A better title to the incomplete Viner book would have been Human Nature and Economic Society. The church fathers and scholastics quoted by Viner were reasonable men who knew that alms would be forthcoming out of a plenty that would still allow scope for individual pleasure. We are less generous in our understanding of human nature today than was the case before we began to legislate welfare by compulsion. No compulsion was necessary to provide education in Britain or America in the eighteenth and nineteenth centuries. Schools were built and maintained by churches and private associations. More hospitals were built in England before the days of compulsory health services.

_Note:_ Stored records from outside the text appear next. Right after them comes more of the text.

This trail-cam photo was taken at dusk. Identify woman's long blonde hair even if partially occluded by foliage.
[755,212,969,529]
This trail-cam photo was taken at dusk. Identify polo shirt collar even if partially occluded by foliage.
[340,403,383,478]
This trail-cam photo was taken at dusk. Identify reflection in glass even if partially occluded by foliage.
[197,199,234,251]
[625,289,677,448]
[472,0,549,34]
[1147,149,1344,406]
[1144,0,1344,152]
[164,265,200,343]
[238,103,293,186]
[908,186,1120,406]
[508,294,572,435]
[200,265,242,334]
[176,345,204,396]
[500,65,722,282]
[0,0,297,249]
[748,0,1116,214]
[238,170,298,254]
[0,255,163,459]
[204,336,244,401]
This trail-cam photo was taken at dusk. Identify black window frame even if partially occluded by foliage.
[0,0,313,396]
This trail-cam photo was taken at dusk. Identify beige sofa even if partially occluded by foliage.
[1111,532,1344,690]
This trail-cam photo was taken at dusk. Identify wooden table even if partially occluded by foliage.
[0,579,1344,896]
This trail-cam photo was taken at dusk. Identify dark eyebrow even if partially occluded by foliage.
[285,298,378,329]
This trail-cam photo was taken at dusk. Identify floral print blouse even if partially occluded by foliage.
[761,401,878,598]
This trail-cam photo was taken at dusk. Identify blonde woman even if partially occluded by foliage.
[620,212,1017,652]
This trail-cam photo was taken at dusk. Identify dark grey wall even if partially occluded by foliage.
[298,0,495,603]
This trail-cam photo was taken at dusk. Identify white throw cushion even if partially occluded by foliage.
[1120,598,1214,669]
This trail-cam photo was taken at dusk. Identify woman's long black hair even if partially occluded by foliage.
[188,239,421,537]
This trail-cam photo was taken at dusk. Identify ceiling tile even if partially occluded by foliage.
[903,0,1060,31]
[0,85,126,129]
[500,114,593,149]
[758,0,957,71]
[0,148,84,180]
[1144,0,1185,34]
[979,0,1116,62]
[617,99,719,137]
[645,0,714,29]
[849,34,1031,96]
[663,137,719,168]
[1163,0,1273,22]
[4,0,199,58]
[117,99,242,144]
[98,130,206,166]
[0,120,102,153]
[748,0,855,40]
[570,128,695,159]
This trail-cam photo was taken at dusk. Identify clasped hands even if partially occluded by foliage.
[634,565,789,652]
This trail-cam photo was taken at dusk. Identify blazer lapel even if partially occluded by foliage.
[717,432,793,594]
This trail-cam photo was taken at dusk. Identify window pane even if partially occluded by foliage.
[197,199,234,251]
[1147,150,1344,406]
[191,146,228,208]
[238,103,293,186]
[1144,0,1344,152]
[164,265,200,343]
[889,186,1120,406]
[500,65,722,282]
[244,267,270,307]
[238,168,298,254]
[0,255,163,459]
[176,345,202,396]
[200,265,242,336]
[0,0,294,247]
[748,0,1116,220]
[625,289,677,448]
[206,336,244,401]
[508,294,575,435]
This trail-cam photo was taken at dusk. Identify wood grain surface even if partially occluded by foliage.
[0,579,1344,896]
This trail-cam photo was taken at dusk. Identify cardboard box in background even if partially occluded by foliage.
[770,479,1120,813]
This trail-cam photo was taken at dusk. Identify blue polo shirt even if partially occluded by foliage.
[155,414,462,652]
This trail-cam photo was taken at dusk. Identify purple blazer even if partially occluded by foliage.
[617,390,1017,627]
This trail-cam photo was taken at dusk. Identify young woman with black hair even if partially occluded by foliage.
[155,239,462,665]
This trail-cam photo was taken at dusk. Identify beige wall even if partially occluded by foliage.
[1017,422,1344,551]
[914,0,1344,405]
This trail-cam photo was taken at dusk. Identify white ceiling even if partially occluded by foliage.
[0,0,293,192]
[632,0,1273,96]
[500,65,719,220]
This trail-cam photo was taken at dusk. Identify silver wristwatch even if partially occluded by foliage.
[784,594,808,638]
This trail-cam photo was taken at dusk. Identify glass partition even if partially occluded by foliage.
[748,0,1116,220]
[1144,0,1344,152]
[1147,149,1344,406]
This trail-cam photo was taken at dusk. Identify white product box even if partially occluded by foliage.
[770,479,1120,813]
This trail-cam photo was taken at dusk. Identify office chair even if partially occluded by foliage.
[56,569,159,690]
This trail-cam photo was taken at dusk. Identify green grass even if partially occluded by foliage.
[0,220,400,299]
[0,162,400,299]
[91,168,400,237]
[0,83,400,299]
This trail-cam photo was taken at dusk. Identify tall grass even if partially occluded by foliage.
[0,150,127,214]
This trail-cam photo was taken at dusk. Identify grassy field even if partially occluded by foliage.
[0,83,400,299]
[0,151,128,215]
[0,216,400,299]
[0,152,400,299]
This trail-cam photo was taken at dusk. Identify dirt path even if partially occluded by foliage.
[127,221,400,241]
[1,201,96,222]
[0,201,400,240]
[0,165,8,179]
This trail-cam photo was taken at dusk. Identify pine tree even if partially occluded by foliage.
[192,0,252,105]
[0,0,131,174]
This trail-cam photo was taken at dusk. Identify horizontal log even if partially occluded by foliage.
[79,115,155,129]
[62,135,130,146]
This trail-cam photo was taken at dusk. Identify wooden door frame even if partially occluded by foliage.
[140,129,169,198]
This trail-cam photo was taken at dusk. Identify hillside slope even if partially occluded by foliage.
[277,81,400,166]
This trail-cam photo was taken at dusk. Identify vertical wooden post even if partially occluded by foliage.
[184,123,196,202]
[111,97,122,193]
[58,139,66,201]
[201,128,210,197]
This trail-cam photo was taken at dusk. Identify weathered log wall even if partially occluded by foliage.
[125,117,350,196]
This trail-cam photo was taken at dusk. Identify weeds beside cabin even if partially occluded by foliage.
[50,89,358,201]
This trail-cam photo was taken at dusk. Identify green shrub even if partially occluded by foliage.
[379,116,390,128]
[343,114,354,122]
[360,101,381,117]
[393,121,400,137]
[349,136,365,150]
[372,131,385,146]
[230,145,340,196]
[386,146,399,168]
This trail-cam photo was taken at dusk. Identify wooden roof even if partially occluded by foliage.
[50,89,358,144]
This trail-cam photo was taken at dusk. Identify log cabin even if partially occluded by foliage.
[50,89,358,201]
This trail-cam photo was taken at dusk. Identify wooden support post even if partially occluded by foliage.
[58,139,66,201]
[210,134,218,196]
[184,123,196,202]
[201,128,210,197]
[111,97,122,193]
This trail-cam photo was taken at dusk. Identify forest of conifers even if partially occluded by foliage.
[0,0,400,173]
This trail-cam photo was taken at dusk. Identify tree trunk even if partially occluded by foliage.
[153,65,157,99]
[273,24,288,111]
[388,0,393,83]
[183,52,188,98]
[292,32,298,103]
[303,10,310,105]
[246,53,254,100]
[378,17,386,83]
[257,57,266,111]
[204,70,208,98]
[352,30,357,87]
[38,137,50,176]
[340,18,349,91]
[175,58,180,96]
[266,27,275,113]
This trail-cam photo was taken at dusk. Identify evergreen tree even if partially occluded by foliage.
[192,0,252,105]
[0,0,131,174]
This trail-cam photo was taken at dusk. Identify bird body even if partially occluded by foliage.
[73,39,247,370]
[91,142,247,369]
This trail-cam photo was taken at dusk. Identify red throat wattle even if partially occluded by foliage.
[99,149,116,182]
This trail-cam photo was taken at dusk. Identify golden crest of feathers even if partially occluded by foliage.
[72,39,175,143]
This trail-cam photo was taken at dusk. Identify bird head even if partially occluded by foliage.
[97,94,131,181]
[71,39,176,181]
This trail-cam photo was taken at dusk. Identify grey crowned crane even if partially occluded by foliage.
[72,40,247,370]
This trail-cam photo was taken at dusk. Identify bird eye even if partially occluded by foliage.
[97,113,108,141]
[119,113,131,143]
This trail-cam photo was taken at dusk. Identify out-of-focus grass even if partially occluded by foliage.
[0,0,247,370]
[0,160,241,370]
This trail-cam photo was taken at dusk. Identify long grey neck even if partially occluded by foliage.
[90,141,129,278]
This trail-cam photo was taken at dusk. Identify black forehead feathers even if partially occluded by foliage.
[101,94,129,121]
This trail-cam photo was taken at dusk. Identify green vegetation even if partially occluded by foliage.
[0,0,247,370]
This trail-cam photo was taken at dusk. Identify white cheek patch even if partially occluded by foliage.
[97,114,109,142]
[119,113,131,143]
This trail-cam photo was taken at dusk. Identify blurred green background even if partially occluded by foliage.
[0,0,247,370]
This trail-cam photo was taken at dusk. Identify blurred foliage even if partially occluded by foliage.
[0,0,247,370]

After the common sense of Viner’s early chapters about the church fathers, I had looked forward to reading the fourth chapter on Max Weber and the thesis that capitalism had been particularly fostered by the “Puritan ethic.” But the chapter is so clogged with unfamiliar names (Bishop Herbert Thorndike, Sir Peter Pett, Robert Robinson, Charles Davenant, C. Weiss, Israel Worsley, to cite a few) that it is almost impossible to follow the tangential arguments. One has to hold fast to the proposition that Weber’s thesis applies only to “the ascetic types of Protestantism.” Weber’s “silent” omission of Geneva (Calvin’s city) and Scotland (John Knox’s territory) from the list of the “ascetics” was, says Viner, “not inadvertent.” The spirit of capitalism was not equally present in all Calvinist countries. Contrariwise, it was often present in Catholic countries. Things depended on human nature acting on local traditions. Neither Weber in Germany nor R. H. Tawney in England had a “lock” on any all-inclusive law.